NY Governor Apologizes For Claiming Black People Don’t Know What A Computer Is

In a striking display of insensitivity, New York Governor Kathy Hochul found herself in the throes of controversy after making a comment that many perceived as racially insensitive. The remark, which suggested that Black children are unfamiliar with the concept of computers, has sparked outrage and necessitated a public apology from the governor. This incident underscores the ongoing challenges and missteps in political discourse regarding race and technology access.

Governor Hochul’s comments came during a speech where she addressed the digital divide, stating, “I don’t know if you’ve ever been on a bus with 13-year-old Black kids from the Bronx, but they’re not playing on their computer games because they don’t have them.” The implications of her statement were met with immediate backlash as it seemed to perpetuate stereotypes about Black communities and their access to technology.

The governor’s apology was swift but did little to quell the frustration felt by many. “I apologize for my remarks,” Hochul said. “They were not sensitive and I’m sorry for anyone who was hurt by them.” Despite her contrition, questions linger about the underlying assumptions that led to such a gaffe.


This incident is particularly jarring given New York’s diverse population and the expectation that its leaders would be more attuned to issues of racial ‘equity’. It also brings into sharp relief the digital divide that persists in America—a divide that disproportionately affects minority communities. According to Pew Research Center data cited by Governor Hochul herself, 30% of Black households lack broadband access compared to 20% of white households.

The governor’s misstep is emblematic of broader systemic issues at play. It is not merely about an ill-advised comment; it reflects deeper societal disparities that affect educational opportunities for minority children. The digital divide is real and has tangible consequences for those on its wrong side—consequences like hindered educational growth and limited job prospects in an increasingly digital world.

Moreover, Governor Hochul’s remarks can be seen as indicative of a pattern where politicians—often inadvertently—reveal biases or misunderstandings about communities they serve. Such incidents can erode trust between elected officials and their constituents, particularly when those constituents belong to marginalized groups.

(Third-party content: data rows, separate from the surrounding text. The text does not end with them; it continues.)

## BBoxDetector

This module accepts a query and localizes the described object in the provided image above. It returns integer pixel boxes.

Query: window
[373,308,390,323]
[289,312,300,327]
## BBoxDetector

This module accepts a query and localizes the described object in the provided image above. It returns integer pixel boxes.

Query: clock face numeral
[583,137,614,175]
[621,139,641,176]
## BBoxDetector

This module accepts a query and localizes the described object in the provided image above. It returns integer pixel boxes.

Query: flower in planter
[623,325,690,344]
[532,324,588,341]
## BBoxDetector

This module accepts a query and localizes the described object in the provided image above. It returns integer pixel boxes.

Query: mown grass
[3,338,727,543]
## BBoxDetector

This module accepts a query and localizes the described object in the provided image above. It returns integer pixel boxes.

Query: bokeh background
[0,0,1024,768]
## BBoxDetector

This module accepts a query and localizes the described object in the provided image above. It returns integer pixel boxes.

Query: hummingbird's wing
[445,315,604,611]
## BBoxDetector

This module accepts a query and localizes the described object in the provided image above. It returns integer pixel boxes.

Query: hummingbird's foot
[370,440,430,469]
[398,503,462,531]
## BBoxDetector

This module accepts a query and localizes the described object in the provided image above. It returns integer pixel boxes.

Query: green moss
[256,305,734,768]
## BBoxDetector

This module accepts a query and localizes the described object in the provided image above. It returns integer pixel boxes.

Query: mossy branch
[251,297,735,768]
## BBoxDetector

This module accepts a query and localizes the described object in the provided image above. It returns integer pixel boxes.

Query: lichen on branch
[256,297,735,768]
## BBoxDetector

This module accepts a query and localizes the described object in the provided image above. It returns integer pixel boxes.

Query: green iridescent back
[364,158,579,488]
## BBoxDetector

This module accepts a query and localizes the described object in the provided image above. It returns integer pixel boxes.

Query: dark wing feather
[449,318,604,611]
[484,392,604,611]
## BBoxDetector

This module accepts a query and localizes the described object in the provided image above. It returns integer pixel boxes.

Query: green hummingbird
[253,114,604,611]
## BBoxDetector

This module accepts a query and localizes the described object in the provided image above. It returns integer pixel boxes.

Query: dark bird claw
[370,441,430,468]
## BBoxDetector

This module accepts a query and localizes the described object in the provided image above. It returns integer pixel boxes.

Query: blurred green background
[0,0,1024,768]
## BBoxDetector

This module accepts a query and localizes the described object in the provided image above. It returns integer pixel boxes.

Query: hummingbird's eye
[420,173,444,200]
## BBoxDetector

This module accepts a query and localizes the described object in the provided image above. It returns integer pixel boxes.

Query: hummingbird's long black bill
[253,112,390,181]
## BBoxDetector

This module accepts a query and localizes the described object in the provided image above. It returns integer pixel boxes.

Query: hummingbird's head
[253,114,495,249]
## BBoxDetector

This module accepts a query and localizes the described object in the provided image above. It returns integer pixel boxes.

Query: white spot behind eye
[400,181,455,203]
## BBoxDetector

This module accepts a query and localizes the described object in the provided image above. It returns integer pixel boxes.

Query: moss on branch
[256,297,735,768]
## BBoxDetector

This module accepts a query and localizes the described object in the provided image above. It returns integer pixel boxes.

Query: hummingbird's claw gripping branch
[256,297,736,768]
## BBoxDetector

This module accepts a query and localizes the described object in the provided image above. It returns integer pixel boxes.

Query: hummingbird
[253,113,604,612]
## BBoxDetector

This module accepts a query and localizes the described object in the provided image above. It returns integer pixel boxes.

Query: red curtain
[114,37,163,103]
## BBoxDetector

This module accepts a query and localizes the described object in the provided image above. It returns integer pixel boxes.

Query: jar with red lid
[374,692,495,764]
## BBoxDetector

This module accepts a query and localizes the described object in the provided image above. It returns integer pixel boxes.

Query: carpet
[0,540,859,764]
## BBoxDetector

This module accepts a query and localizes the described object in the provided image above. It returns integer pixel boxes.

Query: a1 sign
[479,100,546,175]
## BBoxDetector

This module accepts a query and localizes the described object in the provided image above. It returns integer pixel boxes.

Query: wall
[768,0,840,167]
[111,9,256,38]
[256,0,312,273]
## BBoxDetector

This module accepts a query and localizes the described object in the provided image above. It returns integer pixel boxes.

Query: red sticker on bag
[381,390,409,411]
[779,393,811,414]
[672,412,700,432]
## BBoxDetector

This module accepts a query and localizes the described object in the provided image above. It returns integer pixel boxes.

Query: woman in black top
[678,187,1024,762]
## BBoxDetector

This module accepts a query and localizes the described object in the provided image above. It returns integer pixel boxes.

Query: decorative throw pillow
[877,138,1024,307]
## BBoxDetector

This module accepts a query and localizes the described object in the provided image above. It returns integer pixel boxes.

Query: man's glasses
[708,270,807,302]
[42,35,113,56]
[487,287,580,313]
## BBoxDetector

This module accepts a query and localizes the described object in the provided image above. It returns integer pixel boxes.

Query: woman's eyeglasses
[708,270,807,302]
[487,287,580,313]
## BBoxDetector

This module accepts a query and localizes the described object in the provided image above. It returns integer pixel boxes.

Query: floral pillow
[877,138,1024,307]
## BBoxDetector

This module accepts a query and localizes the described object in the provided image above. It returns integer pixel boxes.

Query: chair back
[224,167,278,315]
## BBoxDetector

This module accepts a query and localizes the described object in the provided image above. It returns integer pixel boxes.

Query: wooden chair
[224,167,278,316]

In response to this faux pas, some have called for more than just an apology; they seek action and policies aimed at bridging this technological chasm. Critics argue that apologies are only as good as the corrective measures they inspire. They demand concrete steps towards ensuring equitable access to technology for all New Yorkers.

The conversation around this issue is complex and multifaceted. On one hand, there is recognition of the need for improved infrastructure and resources to combat inequities in tech accessibility. On the other hand, there are concerns about how these narratives are framed by those in power—how easily a single narrative can overshadow diverse experiences within Black communities.

As conservatives often emphasize personal responsibility alongside government intervention, this situation presents an opportunity for conservative leaders to advocate for solutions that empower individuals while also addressing systemic barriers. Initiatives could include investing in community-based tech education programs or incentivizing private sector partnerships aimed at increasing tech accessibility in underserved areas.

It’s important to note that while Governor Hochul’s comments were certainly ill-received, they do open up dialogue on critical issues facing our society today—the digital divide being one among many where race intersects with policy outcomes.

The fallout from Governor Hochul’s comments serves as a reminder of how quickly public sentiment can turn against politicians who fail to speak thoughtfully about sensitive issues like race and inequality. It also highlights how vital it is for public figures to understand fully—and articulate clearly—the complexities surrounding these topics before making broad generalizations.

As we continue navigating these discussions around race, technology access, and political accountability, it becomes clear that words matter deeply—and so do actions following those words. While apologies may be necessary first steps toward reconciliation after such blunders occur within our political landscape, they must be accompanied by genuine efforts toward progress if trust is ever to be restored among those wronged by careless rhetoric.